But for the most part, the men working on the road, had no experience with hurricanes of any intensity. Locals warned of the impending doom, but the road workers, many of them combat veterans, replied along the lines of "I've faced machine gun fire, nothing scares me," Bertelli said.

Even if they had heeded the warning, though, the veterans would have had no way of evacuating. Hurricane plans called for a train to be sent down from Miami to pick up the workers and carry them to safety. But no effort was made over the weekend to send the train down.

Given that it was a holiday weekend, some of the workers had already made their way to Key West or Miami to celebrate.

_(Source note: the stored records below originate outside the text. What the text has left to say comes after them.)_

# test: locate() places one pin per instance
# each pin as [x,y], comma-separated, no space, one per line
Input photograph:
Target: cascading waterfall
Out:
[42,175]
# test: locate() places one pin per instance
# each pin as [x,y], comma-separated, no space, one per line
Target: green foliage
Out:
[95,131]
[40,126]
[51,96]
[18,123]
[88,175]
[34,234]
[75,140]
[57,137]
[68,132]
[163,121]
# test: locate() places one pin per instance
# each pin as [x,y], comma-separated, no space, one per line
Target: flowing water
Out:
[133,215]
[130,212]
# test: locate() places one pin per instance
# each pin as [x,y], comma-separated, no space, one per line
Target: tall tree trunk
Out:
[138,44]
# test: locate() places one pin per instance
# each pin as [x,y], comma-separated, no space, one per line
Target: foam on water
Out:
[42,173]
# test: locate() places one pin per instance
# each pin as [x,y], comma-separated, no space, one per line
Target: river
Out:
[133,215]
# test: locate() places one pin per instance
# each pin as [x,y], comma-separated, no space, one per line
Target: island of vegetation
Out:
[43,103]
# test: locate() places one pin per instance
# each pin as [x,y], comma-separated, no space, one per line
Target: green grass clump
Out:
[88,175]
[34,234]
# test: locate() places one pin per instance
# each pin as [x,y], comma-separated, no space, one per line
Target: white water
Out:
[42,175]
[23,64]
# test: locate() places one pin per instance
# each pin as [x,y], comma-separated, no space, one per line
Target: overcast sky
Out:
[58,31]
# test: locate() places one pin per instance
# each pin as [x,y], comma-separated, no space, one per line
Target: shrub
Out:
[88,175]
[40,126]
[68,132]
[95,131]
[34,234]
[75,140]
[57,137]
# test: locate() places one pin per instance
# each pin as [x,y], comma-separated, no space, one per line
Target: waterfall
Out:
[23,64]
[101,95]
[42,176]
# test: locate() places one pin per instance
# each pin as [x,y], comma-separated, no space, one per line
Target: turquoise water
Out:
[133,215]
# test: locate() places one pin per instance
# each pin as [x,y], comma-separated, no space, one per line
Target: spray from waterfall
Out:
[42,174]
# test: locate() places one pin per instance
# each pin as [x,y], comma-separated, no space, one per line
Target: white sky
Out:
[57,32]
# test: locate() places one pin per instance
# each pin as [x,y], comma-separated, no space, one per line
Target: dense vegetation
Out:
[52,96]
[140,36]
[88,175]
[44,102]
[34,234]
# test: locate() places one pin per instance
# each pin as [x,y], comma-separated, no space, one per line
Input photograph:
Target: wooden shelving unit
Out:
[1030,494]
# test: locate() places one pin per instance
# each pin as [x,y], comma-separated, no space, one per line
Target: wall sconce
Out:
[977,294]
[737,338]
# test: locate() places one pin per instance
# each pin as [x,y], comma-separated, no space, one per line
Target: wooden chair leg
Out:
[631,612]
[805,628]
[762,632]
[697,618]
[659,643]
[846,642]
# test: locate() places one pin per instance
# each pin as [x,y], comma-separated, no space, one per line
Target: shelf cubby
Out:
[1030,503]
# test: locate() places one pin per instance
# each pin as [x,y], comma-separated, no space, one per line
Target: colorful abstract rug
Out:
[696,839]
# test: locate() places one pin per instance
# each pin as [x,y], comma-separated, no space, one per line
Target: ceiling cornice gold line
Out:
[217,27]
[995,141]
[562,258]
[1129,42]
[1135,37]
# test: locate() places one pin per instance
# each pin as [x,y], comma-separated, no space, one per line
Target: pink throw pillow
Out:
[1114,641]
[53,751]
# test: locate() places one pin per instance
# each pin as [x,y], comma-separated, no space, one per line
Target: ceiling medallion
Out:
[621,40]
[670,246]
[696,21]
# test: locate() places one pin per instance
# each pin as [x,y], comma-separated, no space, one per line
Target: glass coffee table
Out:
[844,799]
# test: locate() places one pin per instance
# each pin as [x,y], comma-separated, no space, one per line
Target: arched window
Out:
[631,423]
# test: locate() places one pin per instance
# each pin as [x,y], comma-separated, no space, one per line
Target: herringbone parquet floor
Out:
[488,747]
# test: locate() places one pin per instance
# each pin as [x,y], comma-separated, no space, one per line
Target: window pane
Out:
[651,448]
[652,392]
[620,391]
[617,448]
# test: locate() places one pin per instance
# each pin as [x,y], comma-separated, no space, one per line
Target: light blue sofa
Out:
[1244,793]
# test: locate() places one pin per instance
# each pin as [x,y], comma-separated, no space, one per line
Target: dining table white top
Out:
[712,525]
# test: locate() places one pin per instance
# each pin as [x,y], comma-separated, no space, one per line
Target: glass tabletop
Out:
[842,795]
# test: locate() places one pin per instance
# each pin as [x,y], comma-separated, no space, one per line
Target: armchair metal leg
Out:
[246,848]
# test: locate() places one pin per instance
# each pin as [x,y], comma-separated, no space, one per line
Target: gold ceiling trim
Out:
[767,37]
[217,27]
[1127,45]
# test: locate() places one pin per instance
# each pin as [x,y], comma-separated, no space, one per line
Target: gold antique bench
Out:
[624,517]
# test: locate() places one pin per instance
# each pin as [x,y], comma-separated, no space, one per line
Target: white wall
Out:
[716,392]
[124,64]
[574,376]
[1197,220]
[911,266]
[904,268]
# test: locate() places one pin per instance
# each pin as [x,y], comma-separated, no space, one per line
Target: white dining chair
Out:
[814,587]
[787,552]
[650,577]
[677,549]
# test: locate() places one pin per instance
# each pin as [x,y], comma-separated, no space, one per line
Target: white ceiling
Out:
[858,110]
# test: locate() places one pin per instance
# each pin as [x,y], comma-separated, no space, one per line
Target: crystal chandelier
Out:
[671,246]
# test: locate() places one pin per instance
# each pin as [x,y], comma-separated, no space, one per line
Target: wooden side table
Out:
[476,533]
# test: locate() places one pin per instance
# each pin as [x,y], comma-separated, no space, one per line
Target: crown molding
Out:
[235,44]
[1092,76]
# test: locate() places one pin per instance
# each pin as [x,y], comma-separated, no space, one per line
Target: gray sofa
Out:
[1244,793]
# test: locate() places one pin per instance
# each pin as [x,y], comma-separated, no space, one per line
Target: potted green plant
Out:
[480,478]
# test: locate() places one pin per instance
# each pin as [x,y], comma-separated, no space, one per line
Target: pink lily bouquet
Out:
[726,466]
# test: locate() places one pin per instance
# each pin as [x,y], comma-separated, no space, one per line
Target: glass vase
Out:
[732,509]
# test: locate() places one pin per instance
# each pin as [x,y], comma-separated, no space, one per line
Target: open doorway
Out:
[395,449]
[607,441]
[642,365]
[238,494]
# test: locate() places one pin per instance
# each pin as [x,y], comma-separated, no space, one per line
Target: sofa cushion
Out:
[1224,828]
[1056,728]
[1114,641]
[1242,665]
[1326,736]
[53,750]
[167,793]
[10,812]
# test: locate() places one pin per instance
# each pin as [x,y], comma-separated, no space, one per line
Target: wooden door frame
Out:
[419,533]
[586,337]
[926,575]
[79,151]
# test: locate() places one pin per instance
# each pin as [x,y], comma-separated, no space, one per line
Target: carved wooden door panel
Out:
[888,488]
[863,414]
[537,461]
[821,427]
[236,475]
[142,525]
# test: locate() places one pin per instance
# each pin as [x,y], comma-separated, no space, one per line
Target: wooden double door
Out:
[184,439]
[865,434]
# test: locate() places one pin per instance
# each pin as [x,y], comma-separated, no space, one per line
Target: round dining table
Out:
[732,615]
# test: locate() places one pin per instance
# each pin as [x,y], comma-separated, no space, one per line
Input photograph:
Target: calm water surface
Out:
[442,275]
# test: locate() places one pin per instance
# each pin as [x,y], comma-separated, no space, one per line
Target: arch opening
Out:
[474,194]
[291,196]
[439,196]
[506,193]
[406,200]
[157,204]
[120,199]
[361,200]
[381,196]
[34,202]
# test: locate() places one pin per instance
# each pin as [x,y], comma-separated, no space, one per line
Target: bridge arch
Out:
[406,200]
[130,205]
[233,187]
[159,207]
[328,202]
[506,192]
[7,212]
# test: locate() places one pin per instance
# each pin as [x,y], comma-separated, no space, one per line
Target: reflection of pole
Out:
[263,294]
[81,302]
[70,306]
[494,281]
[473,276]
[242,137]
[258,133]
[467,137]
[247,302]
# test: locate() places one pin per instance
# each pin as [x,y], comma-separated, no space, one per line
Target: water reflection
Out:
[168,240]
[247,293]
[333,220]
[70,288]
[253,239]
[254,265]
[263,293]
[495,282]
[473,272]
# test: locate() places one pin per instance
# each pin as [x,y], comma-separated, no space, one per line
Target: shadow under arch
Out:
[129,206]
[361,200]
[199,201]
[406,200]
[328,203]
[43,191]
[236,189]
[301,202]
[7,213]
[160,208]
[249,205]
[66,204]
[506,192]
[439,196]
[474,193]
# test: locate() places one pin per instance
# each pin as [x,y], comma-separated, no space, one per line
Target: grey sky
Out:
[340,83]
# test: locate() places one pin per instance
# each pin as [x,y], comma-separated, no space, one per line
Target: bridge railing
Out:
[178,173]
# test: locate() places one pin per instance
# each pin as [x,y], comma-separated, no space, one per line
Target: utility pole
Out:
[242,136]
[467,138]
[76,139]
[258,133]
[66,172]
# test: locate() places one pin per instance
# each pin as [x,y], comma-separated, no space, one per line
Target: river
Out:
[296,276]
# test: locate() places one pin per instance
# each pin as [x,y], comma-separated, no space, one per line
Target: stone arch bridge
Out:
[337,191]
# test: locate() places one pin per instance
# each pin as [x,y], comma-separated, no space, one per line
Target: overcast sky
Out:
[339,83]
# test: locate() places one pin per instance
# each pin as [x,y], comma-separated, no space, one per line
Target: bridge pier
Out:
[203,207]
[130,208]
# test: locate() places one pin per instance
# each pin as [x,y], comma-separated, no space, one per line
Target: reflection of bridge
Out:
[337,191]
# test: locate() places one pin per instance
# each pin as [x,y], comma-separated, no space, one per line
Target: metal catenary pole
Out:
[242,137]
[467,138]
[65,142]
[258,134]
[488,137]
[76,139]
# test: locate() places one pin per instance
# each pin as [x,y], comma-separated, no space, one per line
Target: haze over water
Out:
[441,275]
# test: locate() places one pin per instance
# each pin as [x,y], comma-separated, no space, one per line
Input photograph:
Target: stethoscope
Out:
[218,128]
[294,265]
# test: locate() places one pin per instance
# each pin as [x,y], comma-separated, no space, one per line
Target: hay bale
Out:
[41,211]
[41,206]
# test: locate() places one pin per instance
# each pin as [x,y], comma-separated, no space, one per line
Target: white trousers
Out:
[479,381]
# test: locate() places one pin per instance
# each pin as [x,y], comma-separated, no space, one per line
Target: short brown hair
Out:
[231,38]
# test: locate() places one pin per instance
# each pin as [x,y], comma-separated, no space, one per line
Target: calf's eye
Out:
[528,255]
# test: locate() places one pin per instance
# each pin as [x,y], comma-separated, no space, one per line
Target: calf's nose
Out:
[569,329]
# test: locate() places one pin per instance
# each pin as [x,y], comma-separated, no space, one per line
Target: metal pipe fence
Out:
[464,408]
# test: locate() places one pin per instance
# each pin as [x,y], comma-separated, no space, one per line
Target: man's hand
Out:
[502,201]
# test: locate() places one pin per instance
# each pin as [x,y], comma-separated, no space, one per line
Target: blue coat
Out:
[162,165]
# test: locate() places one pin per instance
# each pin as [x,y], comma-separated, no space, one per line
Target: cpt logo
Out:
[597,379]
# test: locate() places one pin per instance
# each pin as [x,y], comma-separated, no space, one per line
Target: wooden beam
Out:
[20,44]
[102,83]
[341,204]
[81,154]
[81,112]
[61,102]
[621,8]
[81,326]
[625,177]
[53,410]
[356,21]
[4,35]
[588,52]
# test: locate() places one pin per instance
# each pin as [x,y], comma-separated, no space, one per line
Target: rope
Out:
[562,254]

Those who remained, though, were left in ramshackle shelters just off the beach.

"Those poor guys were sitting in work camps basically at sea level in tents and clapboard shacks," Bertelli said.

The call for the evacuation train was finally made on the afternoon of Labor Day. By the time it left the mainland and entered the Keys, waves were already washing over the tracks. A series of incidents including an open drawbridge and a steel cable snagging the train delayed its progress.

The train finally rolled into Islamorada shortly after 8 p.m., just as the storm was approaching peak intensity. The storm pushed the rail cars from the track, leaving only the locomotive upright.

Meanwhile, to the south in Matecumbe, the storm was killing people in a variety of ways. Some were speared by flying lumber, Willie Drye wrote in "Storm of the Century: The Labor Day Hurricane of 1935." Others were brained by flying coconuts. Many were simply washed out to sea by the storm surge.

As powerful as the storm was, it was also relatively compact, leaving the lower Keys and the southern portion of the mainland unscathed. But the storm laid waste to nearly everything in its path from just south of Key Largo down to Marathon.

"Upper Matecumbe was the center of the community" Bertelli said. "And pretty much every house and building was destroyed and mostly destroyed."

The storm surge undermined the rail beds and twisted the tracks of Henry Flagler's Florida East Coast rail line, which first connected Key West to the mainland in 1912. The section of the railway through the Keys never reopened.

Today a memorial to those killed in the storm stands along U.S. 1 near mile marker 82 in Islamorada. Some 4,000 people attended the unveiling in 1937.

A plaque at the memorial simply reads: Dedicated to the memory of the civilians and war veterans whose lives were lost in the hurricane of September Second 1935.